1School of Pharmacy and life Sciences, Centurion University of Technology and Management, Odisha, India. 2Sri Jayadev College of Pharmaceutical Sciences, Bhubaneswar, Odisha, India. 3Department of Pharmaceutics, Anurag University, Hyderabad, India
*Corresponding author: Amulyaratna Behera; *Email: amulyaratna.behera@cutm.ac.in
Received: 29 Nov 2023, Revised and Accepted: 06 Jun 2024
ABSTRACT
Objective: The purpose of this study was to develop, characterize, and optimize sorafenib-loaded Poly (lactic-co-glycolic acid) PLGA polymeric nanoparticles for prolonged delivery of sorafenib for improved hepatic cancer treatment
Methods: The drug-excipient interaction was explored by molecular docking studies within silico tools.
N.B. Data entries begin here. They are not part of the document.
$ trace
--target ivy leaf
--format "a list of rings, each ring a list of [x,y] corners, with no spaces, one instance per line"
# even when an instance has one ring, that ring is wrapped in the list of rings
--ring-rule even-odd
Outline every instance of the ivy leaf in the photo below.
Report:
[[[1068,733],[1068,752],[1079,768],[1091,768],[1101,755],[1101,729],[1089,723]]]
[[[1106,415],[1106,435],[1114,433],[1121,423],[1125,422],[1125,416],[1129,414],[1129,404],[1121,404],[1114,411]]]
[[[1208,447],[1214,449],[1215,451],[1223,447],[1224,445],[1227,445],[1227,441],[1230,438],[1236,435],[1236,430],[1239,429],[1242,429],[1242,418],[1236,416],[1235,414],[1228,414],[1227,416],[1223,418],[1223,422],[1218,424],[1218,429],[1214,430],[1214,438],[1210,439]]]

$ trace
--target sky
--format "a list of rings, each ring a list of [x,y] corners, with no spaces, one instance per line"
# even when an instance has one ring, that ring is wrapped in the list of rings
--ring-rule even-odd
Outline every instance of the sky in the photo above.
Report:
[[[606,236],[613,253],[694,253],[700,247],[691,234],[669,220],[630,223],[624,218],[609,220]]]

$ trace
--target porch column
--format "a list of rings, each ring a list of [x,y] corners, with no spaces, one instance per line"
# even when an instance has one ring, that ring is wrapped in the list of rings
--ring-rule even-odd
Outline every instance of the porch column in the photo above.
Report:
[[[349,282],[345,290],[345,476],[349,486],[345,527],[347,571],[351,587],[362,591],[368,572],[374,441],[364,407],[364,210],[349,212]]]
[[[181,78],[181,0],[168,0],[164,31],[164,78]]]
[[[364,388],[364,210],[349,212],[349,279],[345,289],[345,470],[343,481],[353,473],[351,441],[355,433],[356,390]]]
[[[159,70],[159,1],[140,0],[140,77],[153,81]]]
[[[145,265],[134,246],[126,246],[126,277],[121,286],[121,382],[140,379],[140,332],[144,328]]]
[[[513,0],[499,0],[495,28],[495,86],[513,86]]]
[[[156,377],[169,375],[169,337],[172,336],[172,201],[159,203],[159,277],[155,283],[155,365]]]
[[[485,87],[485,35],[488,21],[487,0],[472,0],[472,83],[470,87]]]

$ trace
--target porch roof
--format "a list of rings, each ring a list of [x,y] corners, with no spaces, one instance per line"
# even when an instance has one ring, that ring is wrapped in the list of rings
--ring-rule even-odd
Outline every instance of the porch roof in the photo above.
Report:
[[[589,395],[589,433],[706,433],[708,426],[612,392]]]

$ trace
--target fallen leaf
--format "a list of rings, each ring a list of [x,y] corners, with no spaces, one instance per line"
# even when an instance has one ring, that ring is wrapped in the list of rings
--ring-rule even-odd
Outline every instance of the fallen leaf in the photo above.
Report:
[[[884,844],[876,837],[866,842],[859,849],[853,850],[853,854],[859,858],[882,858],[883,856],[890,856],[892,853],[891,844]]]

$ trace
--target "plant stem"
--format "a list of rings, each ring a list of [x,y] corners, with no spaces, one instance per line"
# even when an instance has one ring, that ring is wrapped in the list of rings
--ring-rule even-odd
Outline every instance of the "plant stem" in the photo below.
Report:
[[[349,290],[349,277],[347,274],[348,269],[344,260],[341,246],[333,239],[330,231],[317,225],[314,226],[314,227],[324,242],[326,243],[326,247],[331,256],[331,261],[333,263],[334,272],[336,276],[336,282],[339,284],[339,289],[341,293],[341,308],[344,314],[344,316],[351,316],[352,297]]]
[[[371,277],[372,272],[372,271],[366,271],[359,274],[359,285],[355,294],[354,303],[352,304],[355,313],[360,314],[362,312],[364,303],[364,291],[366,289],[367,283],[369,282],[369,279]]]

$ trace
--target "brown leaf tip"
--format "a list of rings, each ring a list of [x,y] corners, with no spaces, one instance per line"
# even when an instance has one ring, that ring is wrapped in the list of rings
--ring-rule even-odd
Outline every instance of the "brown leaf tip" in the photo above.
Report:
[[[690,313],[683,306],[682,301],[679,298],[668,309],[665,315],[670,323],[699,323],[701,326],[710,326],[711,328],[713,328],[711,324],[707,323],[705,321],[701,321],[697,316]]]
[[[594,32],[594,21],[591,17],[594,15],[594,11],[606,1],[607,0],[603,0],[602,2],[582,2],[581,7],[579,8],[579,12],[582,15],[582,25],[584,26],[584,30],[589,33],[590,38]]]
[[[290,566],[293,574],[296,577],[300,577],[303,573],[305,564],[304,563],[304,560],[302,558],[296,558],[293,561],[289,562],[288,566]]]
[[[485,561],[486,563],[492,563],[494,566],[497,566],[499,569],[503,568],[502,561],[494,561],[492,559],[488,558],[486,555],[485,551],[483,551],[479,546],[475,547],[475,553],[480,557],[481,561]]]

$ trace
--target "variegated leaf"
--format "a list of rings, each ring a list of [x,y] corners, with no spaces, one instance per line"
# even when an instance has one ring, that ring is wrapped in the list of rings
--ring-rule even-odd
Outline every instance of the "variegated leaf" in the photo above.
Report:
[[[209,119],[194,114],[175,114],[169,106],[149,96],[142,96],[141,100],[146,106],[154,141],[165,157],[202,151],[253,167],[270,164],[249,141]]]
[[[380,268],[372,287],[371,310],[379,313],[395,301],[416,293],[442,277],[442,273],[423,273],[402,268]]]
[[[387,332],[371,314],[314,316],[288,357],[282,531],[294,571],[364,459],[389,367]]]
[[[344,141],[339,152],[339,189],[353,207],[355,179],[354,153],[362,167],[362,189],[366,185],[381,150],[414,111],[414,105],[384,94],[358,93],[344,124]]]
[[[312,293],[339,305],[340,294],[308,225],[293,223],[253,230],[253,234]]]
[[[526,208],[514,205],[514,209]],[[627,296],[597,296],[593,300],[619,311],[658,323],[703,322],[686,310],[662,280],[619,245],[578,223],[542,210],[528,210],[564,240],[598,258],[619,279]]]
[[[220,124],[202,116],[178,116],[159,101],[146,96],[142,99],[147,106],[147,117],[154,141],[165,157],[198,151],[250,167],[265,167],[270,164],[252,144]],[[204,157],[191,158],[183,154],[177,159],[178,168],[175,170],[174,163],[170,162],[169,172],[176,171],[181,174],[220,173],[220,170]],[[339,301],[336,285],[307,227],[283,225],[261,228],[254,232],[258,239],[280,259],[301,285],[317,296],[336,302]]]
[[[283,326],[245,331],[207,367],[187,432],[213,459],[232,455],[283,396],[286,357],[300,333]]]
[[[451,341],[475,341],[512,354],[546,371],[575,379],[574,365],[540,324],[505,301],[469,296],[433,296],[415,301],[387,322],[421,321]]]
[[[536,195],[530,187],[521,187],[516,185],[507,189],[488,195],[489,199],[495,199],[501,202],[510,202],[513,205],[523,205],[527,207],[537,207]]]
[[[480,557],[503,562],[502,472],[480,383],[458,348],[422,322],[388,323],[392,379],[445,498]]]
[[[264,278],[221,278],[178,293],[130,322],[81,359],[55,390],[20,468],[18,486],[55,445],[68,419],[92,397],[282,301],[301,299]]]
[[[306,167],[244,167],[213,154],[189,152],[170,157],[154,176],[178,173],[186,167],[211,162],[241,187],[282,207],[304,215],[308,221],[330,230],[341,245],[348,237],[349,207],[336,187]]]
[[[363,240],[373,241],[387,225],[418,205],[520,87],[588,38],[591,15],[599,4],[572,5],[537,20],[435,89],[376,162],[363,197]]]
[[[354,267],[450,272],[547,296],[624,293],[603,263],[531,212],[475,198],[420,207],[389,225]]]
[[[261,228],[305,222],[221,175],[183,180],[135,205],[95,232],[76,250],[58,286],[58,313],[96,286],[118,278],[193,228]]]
The drug-loaded polymeric nanoparticles were prepared by single emulsion solvent evaporation method using box-bhenkan design and characterized for particle size, zeta potential, and entrapment efficiency. Shape and surface morphology was analysed by Transmission Electron Microscopy (TEM). In vitro drug release study was performed by using a diffusion membrane.
Results: The docking analysis inferred that the drug has interacted well with PLGA and PF-68, which could prevent the drug crystal formation. The optimized polymeric nanoparticles had a particle size of 175 nm, Entrapment Efficiency (EE) of 85.1% and zeta potential of-23.8mV were found to be within 95% of CI of the predicted value, which is acceptable. TEM studies showed that the formed polymeric nanoparticles were smooth, spherical in shape and uniform in size. In vitro drug release study of optimized formulation showed extended release for sorafenib.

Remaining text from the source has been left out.